Another initiative is Scotland’s first dedicated software skills academy.
The aim of CodeClan is to build on the country’s vibrant digital sector but recognising the global shortage of skills, with forecasts that Scotland could offer up to 11,000 job opportunities annually rising by 2,000 a year.
CodeClan’s recruitment executive Rebecca Heaney says: “Digital is part of everyday life and we aim to fast-track access into shaping that world with a CodeClan qualification creating countless career paths and giving students skills they can take anywhere.”
It is based on academies like New York’s FlatIron, and Stackademy in Berlin, and is backed by Scottish Government start-up funding as part of a £6.6m cash boost to Scotland’s IT sector.
Courses lasting 10 weeks start in October aimed at producing a continuous wave of web and mobile software developers.
Euan Robertson, CTO at Aquila Insight data analytics, says: “With the data he had available Henry Ford infamously said you could have any colour of car you want as long as it is black.

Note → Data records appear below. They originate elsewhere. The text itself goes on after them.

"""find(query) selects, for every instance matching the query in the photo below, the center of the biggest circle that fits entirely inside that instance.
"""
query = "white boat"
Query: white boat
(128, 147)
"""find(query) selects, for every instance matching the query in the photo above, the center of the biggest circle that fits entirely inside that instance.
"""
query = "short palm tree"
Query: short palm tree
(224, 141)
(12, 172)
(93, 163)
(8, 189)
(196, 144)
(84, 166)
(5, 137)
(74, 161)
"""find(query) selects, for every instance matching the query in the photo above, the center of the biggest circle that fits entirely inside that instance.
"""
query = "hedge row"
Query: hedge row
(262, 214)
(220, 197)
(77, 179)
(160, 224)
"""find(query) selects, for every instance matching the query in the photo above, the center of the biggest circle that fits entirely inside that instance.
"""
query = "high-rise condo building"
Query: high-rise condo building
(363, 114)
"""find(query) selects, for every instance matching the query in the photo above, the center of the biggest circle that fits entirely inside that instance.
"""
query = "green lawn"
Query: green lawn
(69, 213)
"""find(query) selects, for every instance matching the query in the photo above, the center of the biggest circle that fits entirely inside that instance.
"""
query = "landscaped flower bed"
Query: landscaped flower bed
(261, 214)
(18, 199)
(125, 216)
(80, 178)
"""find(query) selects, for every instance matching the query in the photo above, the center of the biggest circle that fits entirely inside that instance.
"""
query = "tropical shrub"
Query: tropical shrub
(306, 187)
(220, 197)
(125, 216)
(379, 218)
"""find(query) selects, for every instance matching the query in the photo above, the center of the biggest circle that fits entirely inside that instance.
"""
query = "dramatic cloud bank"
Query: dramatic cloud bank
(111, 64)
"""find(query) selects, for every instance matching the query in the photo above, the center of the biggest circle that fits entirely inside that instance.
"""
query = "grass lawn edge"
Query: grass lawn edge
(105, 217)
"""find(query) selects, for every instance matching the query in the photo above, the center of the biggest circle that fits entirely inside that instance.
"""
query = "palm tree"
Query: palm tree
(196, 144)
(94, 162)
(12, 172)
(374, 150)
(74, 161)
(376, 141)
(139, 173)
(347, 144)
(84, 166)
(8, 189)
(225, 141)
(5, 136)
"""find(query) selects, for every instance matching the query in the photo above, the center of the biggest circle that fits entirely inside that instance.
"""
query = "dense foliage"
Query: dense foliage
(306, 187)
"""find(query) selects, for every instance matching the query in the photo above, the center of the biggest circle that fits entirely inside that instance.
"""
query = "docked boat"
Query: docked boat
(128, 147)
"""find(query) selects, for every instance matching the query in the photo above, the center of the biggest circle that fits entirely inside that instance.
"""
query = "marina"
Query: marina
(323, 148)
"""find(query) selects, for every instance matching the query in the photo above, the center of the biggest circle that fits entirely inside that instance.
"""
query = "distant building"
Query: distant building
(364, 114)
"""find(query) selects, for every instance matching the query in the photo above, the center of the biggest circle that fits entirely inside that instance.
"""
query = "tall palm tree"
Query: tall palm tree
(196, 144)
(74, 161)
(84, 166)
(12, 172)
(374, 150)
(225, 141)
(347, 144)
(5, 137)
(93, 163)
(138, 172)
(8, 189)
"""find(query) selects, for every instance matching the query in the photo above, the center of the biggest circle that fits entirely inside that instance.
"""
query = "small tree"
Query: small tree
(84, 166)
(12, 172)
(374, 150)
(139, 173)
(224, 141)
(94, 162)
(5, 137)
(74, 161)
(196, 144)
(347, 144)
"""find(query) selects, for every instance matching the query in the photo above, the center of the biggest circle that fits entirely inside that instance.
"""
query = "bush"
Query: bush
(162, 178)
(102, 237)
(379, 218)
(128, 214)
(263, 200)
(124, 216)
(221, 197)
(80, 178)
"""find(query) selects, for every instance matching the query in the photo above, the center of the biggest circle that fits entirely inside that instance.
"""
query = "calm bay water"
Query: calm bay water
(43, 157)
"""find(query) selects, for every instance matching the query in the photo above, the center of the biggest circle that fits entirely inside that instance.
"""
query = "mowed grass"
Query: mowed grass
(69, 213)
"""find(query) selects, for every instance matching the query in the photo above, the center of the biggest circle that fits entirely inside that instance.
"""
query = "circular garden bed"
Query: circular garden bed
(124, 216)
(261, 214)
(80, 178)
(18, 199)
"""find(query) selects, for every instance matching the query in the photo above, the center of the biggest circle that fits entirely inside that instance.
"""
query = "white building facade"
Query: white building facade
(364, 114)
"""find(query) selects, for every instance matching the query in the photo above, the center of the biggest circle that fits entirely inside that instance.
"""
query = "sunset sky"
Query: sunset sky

Such an impersonal approach is now long gone.”
Internet protocols are allowing new devices to be connected together almost daily.
“If we move or speak we generate data from the phones we use, TVs we watch, cars we drive, social conversations we have, games we playy, even the light bulbs we use,” says Robertson.
However, converting that activity into business value appears easier said than done.
Harvard Business Review warns turning insights from data analytics into competitive advantage requires changes many businesses may be incapable of making, and also that companies are not doing a good job with the information they already possess.
Simon Fielding-Turton, principal and founder of Aurea Consulting, says: “An avalanche of big data is threatening to engulf organisations so it’s vital to determine what use you want to make of the data, and also to be clear with clients, partners and staff about what is being gathered and to what end.
“Most organisations today already have a surfeit of information which they struggle to harness and this is only going to get more challenging.”
On the big data front something has got to give.